One factor driving these high medical costs is the wide disparity in routine procedures. In 2015, for example, Blue Cross/Blue Shield reported that it paid about $11,000 for a knee replacement in Montgomery, Ala., but double that in Lexington and six times that amount in New York City.

In 2013, a similar review by Medicare found that one Louisville hospital charged two-and-a-half times as much to install a pacemaker as another hospital just a short drive away.

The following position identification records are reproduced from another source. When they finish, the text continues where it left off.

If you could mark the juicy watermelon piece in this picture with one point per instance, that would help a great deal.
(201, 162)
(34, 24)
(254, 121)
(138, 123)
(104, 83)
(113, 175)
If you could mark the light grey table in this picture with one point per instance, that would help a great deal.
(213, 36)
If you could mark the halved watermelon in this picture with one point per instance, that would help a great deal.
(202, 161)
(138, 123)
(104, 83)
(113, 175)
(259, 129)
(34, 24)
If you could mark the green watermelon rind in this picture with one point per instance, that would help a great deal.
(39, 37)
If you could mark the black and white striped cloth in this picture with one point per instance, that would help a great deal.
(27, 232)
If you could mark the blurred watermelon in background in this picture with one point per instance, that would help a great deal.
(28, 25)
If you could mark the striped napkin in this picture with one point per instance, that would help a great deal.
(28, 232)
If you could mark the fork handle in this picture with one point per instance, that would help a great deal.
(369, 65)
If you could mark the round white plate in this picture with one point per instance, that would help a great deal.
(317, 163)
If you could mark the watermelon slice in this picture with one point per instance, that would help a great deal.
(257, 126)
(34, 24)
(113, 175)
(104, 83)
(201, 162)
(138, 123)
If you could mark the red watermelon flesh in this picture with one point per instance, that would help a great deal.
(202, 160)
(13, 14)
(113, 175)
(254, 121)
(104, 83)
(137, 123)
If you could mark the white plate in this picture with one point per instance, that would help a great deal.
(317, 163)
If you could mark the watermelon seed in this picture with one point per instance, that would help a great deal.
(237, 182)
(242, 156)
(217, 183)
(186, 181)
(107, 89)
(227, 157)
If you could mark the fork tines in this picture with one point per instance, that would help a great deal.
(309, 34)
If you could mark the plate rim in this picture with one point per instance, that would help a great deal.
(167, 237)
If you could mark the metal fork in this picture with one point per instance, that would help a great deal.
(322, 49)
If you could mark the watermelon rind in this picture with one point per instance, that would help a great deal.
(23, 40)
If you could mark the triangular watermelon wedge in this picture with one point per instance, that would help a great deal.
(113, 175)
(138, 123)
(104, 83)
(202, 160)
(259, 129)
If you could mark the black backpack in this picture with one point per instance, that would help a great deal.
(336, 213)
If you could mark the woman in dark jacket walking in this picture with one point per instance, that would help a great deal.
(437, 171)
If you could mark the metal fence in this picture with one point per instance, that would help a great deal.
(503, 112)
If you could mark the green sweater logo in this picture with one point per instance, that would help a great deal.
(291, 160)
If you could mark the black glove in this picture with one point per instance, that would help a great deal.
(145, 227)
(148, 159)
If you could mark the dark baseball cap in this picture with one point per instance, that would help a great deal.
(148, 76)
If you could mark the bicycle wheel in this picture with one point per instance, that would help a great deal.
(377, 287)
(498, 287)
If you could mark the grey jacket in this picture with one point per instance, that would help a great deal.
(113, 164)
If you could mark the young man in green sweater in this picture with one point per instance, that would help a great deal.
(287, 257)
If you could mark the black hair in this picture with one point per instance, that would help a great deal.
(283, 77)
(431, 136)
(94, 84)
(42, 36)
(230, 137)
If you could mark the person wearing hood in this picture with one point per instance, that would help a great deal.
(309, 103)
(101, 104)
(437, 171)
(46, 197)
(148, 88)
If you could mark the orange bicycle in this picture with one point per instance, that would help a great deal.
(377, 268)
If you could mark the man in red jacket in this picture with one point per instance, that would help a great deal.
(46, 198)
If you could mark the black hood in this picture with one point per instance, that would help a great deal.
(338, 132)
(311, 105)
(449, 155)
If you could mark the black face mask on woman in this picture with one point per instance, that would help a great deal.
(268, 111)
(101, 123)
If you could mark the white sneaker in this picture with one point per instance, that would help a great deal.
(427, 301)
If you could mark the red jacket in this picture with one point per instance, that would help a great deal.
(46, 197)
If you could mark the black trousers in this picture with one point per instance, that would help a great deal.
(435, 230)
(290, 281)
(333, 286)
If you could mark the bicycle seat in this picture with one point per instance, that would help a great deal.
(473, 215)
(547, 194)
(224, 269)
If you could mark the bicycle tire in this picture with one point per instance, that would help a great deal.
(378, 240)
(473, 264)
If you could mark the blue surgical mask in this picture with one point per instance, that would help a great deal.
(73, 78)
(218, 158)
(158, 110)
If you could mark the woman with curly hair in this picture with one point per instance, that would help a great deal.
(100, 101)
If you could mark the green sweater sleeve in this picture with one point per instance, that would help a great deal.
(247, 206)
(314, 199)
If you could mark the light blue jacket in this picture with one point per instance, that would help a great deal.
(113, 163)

States with an all-payer claims database are also getting in-depth data that Kentucky must have to improve its overall health. Minnesota, for example, tracks the use of blood pressure medicine by region and demographics, telling health officials where further outreach should go. Arkansas’ data helped prove why rural hospitals are so important. Utah showed that urgent treatment centers and telehealthcare really do reduce expensive emergency room services.

Although the General Assembly did not adopt my legislation this year, it did call on state officials to include race, income and geographic data when compiling the annual report on maternal and child fatalities. That move will further shed light on just what an all-payer claims database can do.

Two other bills I believe should be law would require all employers to provide paid sick leave and to start health insurance benefits on the first day of employment, not up to 90 days afterward.

The pandemic has made it all too clear that we need the former because those who are sick should be home recuperating, not putting themselves and others at risk because they have no option. The latter, which my husband and I, unfortunately, know from personal experience, protects families who have a potentially expensive medical emergency during that gap.

These and other changes that many of my fellow legislators and I are proposing have more than shown their worth in other states, and they would make our healthcare system both more efficient and more responsive, saving lives and money along the way.

The question we have to ask ourselves is not whether we can afford to do these things, but how can we afford not to?